Hitam Putih Manusia Silver | tvOne
Jakarta,- “Buat saya 'ga' ada kata malu. Hidup di Jakarta 'ga' usah ada malu bang. Kalau malu kita 'ga' bisa makan. Apa aja kita lakukan, yang penting bisa menghasilkan uang.”
Itulah celoteh Ugoh, si manusia silver yang ditemui di kawasan lampu merah Petojo Jakarta Barat, beberapa waktu lalu. Perempuan berusia 32 tahun ini mewarnai hampir seluruh tubuhnya demi mencari nafkah dalam setahun terakhir ini.

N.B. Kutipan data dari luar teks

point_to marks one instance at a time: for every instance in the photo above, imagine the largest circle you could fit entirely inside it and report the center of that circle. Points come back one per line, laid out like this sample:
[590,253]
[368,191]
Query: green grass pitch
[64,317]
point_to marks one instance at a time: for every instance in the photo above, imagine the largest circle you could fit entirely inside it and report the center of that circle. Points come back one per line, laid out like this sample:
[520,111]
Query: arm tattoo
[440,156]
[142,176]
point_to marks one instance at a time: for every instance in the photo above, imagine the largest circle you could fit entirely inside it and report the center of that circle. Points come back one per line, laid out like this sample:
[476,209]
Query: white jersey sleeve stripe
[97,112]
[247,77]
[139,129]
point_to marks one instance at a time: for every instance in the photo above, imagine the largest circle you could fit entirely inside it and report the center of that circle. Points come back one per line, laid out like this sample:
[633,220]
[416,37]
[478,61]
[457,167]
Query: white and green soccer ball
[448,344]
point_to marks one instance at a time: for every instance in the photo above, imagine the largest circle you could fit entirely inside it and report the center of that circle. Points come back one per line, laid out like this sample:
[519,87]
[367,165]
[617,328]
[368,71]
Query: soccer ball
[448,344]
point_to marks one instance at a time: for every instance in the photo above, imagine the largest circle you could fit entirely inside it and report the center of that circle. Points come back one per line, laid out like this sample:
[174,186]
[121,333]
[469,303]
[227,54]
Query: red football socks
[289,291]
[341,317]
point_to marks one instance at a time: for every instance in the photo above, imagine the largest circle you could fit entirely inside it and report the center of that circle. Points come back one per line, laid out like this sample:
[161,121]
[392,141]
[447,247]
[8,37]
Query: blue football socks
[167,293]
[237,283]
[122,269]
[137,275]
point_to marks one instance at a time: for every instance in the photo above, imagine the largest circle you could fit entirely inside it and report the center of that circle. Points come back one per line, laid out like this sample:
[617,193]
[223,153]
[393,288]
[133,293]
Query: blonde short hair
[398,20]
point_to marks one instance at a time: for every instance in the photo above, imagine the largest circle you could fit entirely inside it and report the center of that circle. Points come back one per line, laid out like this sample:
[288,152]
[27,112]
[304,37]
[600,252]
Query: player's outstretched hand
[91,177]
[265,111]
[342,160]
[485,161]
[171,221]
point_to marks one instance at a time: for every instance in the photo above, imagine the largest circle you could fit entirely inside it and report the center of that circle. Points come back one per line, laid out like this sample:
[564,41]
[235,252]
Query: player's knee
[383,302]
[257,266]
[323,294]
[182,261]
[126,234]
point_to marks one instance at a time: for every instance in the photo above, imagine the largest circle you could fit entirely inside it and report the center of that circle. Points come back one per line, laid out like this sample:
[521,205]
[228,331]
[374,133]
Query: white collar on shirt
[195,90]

“Selalu ada yang ngasih, kadang ada yang ngasih, kadang engga. Yang penting kita ga maksa. Dikasih Alhamdulillah, ga dikasih ya udah,” jawabnya antusias, sambil sesekali tertawa mengibaratkan pepatah kejamnya ibu kota lebih kejam dari ibu tiri.
Ugoh, bukanlah satu-satunya orang yang berjuang mengais rezeki sebagai manusia silver di ibukota. Berdasarkan penelusuran tim jejak kasus tvOne, terdapat banyak komunitas yang melabeli diri mereka sebagai manusia silver.
Salah satunya adalah komunitas ‘silver koboy’.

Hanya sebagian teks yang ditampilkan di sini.